TVHighlights: LLM-Guided Human-Free Collaborative Training for Video Highlight Detection in Movies and TV Dramas
Abstract
Video highlight detection aims to identify the most engaging segments in long-form videos, supporting content editing and recommendation, especially for movies and TV dramas. However, existing methods are ill-suited to cinematic content due to its narrative complexity, while the scarcity of annotated data and the high cost of manual labeling further hinder progress. To bridge this gap, we introduce TVHighlights, the first large-scale dataset tailored for video highlight detection in movies and TV dramas, with 1,721 carefully curated videos covering diverse genres. Built on community-driven behaviors, it provides realistic and diverse annotations without human labeling. Based on TVHighlights, we propose LTV-HD: a LLM-guided, human-free collaborative training framework for video highlight detection in cinematic content. LTV-HD operates in two stages: (1) weakly supervised pre-training of a lightweight model using video-level labels, followed by (2) iterative refinement through collaboration between large language models (LLMs) and the lightweight model.
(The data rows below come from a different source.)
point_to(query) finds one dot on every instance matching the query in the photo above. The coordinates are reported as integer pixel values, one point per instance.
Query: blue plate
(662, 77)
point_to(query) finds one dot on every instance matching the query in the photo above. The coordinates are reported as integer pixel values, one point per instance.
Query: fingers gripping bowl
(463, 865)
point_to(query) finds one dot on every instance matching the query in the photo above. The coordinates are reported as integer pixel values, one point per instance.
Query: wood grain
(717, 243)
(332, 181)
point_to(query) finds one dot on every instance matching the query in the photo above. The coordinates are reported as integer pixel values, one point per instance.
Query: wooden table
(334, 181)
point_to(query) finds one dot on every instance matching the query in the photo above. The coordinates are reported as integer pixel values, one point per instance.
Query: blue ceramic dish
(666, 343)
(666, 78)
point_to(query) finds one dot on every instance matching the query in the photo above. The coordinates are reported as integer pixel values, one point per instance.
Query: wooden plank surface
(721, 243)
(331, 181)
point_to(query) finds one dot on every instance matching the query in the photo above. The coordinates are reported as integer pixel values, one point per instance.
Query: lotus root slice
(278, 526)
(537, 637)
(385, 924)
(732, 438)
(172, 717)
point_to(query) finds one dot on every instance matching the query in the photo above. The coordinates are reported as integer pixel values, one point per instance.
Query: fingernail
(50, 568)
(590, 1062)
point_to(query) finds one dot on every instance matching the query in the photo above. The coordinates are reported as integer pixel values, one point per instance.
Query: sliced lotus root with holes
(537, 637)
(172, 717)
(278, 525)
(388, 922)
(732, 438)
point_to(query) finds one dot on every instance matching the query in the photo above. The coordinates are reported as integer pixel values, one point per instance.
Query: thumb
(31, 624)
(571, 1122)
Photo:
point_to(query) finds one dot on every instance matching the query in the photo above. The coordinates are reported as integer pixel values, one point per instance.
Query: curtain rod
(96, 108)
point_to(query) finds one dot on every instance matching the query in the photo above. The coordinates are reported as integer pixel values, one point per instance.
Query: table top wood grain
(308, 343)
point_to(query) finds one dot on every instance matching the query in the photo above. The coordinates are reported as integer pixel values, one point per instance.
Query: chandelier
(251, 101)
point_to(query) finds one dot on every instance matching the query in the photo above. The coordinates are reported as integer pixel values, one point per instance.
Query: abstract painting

LLMs generate noisy clip-level pseudo-labels, which the lightweight model learns from under a noise-robust strategy, and its high-confidence predictions are then fed back to guide the LLM in distilling genre-specific highlight patterns through a self-improving loop. Experiments demonstrate that LTV-HD achieves state-of-the-art performance on TVHighlights, validating its effectiveness in real-world, annotation-free scenarios.